Graph-based semi-supervised learning for classification endorses a nice interpretation in terms of diffusive random walks, where the regularisation factor in the original optimisation formulation plays the role of a restarting probability. Recently, a new type of biased random walks for characterising certain dynamics on networks have been defined and rely on the γ-th power of the standard Laplacian matrix 𝐋γ, with γ>0. In particular, these processes embed long range transitions, the Lévy flights, that are capable of one-step jumps between far-distant states (nodes) of the graph. In a series of two articles [28] and [29], we envisioned to build upon these volatile random walks to propose two new versions of graph based semi-supervised learning algorithms: one called fractional SSL corresponds to the case where 0<γ<1 whose classification outcome could benefit from the dynamics induced by the fractional transition matrix, and the other less straightforwardly connected to random walks, derives from γ>1.

Design of graph filters and filterbanks

Basic operations in graph signal processing consist in processing signals indexed on graphs either by filtering them or by changing their domain of representation, in order to better extract or analyze the important information they contain. The aim of our chapter [58] is to review general concepts underlying such filters and representations of graph signals. We first recall the different Graph Fourier Transforms that have been developed in the literature, and show how to introduce a notion of frequency analysis for graph signals by looking at their variations.

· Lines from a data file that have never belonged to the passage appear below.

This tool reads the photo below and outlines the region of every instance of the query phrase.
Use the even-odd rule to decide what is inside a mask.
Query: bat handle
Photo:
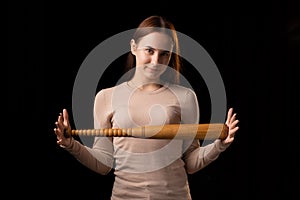
[[[74,135],[103,136],[103,137],[128,137],[132,136],[132,128],[102,128],[102,129],[65,129],[64,136],[69,138]]]

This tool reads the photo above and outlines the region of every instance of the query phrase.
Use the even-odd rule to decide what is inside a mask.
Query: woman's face
[[[168,67],[172,54],[171,38],[164,33],[153,32],[131,43],[136,58],[136,70],[148,79],[157,79]]]

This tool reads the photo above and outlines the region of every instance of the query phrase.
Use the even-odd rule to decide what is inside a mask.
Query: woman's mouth
[[[146,70],[152,73],[158,72],[159,70],[157,68],[152,68],[152,67],[146,67]]]

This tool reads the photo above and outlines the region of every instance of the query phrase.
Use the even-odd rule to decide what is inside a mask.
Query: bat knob
[[[71,133],[72,133],[72,130],[71,130],[70,127],[64,129],[64,137],[65,137],[65,138],[71,137]]]

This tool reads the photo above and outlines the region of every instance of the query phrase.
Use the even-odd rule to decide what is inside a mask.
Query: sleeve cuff
[[[60,147],[66,149],[66,150],[71,150],[74,146],[74,139],[73,137],[71,137],[71,141],[70,141],[70,144],[65,146],[65,145],[60,145]]]
[[[223,144],[220,139],[216,139],[214,143],[215,143],[216,148],[219,152],[225,151],[231,144],[231,143]]]

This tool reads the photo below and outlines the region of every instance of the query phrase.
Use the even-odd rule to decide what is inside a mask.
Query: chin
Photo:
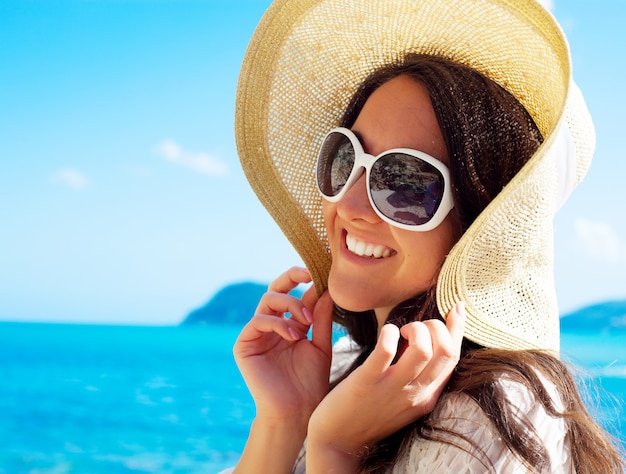
[[[375,307],[375,305],[368,304],[368,301],[364,300],[363,294],[360,291],[346,292],[337,290],[334,288],[334,285],[329,283],[328,292],[330,293],[330,297],[333,302],[346,311],[360,313],[362,311],[369,311]]]

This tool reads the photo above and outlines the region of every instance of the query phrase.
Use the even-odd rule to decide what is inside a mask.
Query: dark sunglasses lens
[[[342,133],[326,137],[317,159],[317,182],[322,194],[336,196],[343,189],[354,166],[354,147]]]
[[[390,153],[372,167],[372,200],[390,219],[408,225],[428,222],[443,197],[443,176],[430,163],[404,153]]]

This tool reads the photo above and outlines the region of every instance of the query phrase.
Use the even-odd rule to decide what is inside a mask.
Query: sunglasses
[[[432,230],[454,207],[450,172],[441,161],[409,148],[368,155],[351,130],[331,130],[317,159],[317,186],[322,196],[339,201],[362,175],[362,168],[372,208],[395,227]]]

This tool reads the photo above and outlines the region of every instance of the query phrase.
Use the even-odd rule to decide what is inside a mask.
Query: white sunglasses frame
[[[352,166],[350,175],[348,176],[348,179],[346,180],[346,184],[343,186],[343,188],[341,189],[341,191],[339,191],[337,195],[327,196],[326,194],[322,192],[322,187],[319,182],[318,169],[319,169],[321,150],[324,146],[324,143],[326,143],[326,140],[328,139],[328,137],[333,133],[340,133],[344,135],[346,138],[348,138],[348,140],[350,140],[350,143],[352,144],[352,148],[354,149],[355,156],[354,156],[354,165]],[[402,222],[394,221],[390,217],[387,217],[385,214],[383,214],[374,203],[374,200],[372,198],[372,190],[370,187],[370,173],[372,170],[372,166],[374,165],[374,163],[376,163],[376,161],[379,158],[385,155],[389,155],[391,153],[403,153],[405,155],[409,155],[409,156],[418,158],[420,160],[423,160],[429,165],[435,167],[437,171],[439,171],[441,175],[443,176],[443,196],[441,197],[441,202],[439,203],[439,207],[437,207],[435,214],[428,222],[425,222],[424,224],[403,224]],[[450,170],[444,163],[439,161],[437,158],[434,158],[428,155],[427,153],[424,153],[423,151],[413,150],[411,148],[392,148],[391,150],[383,151],[377,156],[373,156],[368,153],[365,153],[365,151],[363,150],[363,146],[361,145],[361,142],[359,141],[358,137],[354,134],[352,130],[348,128],[344,128],[344,127],[337,127],[337,128],[333,128],[330,132],[328,132],[326,136],[324,137],[324,140],[322,141],[322,145],[320,146],[320,152],[318,153],[317,161],[315,165],[315,182],[317,184],[317,189],[319,193],[322,195],[322,198],[328,202],[339,202],[341,198],[345,195],[345,193],[348,191],[348,189],[350,189],[354,185],[354,183],[356,183],[356,181],[361,177],[361,175],[363,174],[363,171],[361,171],[362,169],[365,170],[367,197],[370,201],[370,206],[372,206],[372,209],[374,209],[378,217],[380,217],[383,221],[385,221],[386,223],[394,227],[398,227],[404,230],[410,230],[413,232],[427,232],[429,230],[433,230],[436,227],[438,227],[446,218],[446,216],[450,213],[450,211],[454,208],[454,200],[452,198],[452,189],[450,186],[450,183],[451,183]]]

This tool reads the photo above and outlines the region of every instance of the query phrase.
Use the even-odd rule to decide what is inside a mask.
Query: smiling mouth
[[[392,248],[380,244],[370,244],[363,242],[346,234],[346,247],[354,255],[367,258],[387,258],[396,254]]]

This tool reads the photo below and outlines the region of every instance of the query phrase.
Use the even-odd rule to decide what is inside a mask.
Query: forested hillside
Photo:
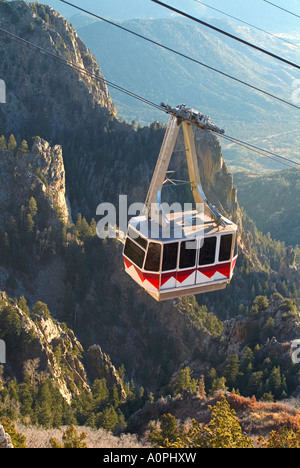
[[[287,245],[300,244],[300,178],[297,171],[264,176],[237,173],[234,176],[239,203],[258,229]]]
[[[102,76],[49,7],[1,1],[0,12],[1,27]],[[119,240],[98,238],[96,207],[144,201],[164,124],[120,121],[99,81],[8,37],[0,50],[0,419],[148,437],[168,395],[170,411],[191,402],[183,422],[195,395],[298,397],[299,260],[240,208],[216,138],[200,132],[197,152],[206,192],[239,226],[236,274],[223,292],[158,304],[125,275]]]

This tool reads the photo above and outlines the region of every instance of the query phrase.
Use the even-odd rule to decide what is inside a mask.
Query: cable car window
[[[191,268],[196,263],[196,241],[181,242],[179,268]]]
[[[159,271],[161,257],[161,244],[150,242],[148,247],[147,258],[145,262],[145,270]]]
[[[235,236],[235,242],[234,242],[234,254],[233,256],[236,257],[239,253],[239,246],[238,246],[238,236],[236,234]]]
[[[135,244],[129,237],[126,239],[124,255],[139,268],[143,267],[145,251]]]
[[[227,262],[231,258],[232,234],[226,234],[221,237],[221,246],[219,253],[219,262]]]
[[[216,237],[206,237],[204,239],[204,244],[200,249],[199,266],[211,265],[212,263],[215,263],[216,246]]]
[[[146,250],[147,248],[147,239],[144,239],[139,235],[138,232],[134,231],[133,229],[129,228],[128,229],[128,235],[133,239],[137,244],[139,244],[143,249]]]
[[[176,270],[177,267],[178,242],[164,245],[162,271]]]

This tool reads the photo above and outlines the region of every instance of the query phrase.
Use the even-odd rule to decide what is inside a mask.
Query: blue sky
[[[72,3],[93,11],[99,15],[114,19],[131,18],[157,18],[169,17],[169,13],[163,7],[154,4],[151,0],[70,0]],[[224,18],[217,13],[201,5],[197,0],[163,0],[165,3],[184,10],[198,17]],[[201,0],[211,7],[220,9],[234,15],[244,21],[248,21],[260,28],[273,33],[295,33],[300,31],[300,19],[285,13],[264,0]],[[272,0],[273,3],[287,8],[300,15],[300,0]],[[68,19],[76,14],[76,10],[64,5],[59,0],[41,1],[58,10]]]

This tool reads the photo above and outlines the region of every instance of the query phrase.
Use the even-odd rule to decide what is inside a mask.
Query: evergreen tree
[[[118,413],[112,405],[107,406],[97,415],[97,427],[114,432],[119,422]]]
[[[63,444],[60,444],[58,440],[53,437],[50,439],[51,448],[67,448],[67,449],[78,449],[78,448],[87,448],[86,445],[86,434],[82,432],[78,434],[76,427],[71,425],[66,429],[62,436]]]
[[[28,212],[32,218],[34,218],[37,215],[38,207],[37,207],[36,199],[34,197],[31,197],[28,202]]]
[[[7,149],[8,151],[10,151],[11,153],[14,153],[17,149],[17,142],[16,142],[16,139],[15,139],[15,136],[13,134],[10,135],[9,139],[8,139],[8,143],[7,143]]]
[[[106,379],[97,379],[94,381],[92,386],[92,394],[94,405],[96,408],[99,408],[102,402],[108,401],[109,399],[109,390],[107,388]]]
[[[236,413],[230,409],[225,396],[210,410],[211,421],[204,426],[201,437],[203,448],[253,448],[253,442],[243,435]]]
[[[206,398],[205,379],[203,374],[201,375],[201,378],[198,383],[198,395],[200,398]]]
[[[229,387],[238,386],[238,377],[240,376],[240,360],[237,354],[232,354],[225,369],[226,383]]]
[[[192,421],[188,429],[181,426],[176,442],[164,444],[167,448],[253,448],[252,440],[243,435],[234,410],[225,396],[209,407],[211,420],[207,425]]]
[[[34,221],[33,221],[33,219],[32,219],[32,216],[31,216],[30,213],[28,213],[28,214],[26,215],[25,223],[24,223],[25,231],[26,231],[27,233],[32,233],[33,230],[34,230],[34,225],[35,225],[35,223],[34,223]]]
[[[5,432],[9,434],[14,448],[26,448],[26,437],[17,431],[13,421],[9,418],[1,418],[1,424]]]
[[[151,424],[148,437],[150,443],[156,447],[176,442],[180,437],[180,426],[175,416],[170,413],[164,414],[159,426]]]
[[[23,140],[17,151],[17,157],[22,157],[28,153],[28,143],[26,140]]]
[[[6,150],[7,149],[7,144],[6,144],[6,139],[5,139],[5,136],[2,135],[0,137],[0,150]]]
[[[38,423],[43,427],[51,427],[53,422],[52,398],[50,384],[48,381],[42,382],[38,389],[35,404],[35,414]]]
[[[176,375],[173,383],[174,395],[181,394],[184,390],[195,392],[197,389],[197,381],[191,377],[191,369],[185,367]]]

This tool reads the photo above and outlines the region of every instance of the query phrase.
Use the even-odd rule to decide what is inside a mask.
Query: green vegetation
[[[63,445],[61,445],[58,440],[53,437],[50,439],[51,448],[66,448],[66,449],[82,449],[87,448],[86,442],[86,434],[82,432],[78,434],[76,428],[71,425],[66,431],[63,433],[62,441]]]
[[[237,173],[239,203],[264,234],[286,245],[300,244],[300,178],[288,170],[257,175]]]
[[[162,417],[160,427],[151,426],[149,440],[166,448],[254,448],[253,441],[243,435],[242,428],[223,396],[209,407],[211,420],[207,425],[192,420],[190,426],[178,424],[174,416]]]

Then, we move to the introduction of graph filters, that are defined like the classical equivalent for 1D signals or 2D images, as linear systems which operate on each frequency of a signal. Some examples of filters and of their implementations are given. Finally, as alternate representations of graph signals, we focus on multiscale transforms that are defined from filters. Continuous multiscale transforms such as spectral wavelets on graphs are reviewed, as well as the versatile approaches of filterbanks on graphs. Several variants of graph filterbanks are discussed, for structured as well as arbitrary graphs, with a focus on the central point of the choice of the decimation or aggregation operators.

GraSP: A Matlab Toolbox for Graph Signal Processing

In [30], we publicised the recent developments and new functionalities of our Graph Signal Processing Toolbox (GraSP).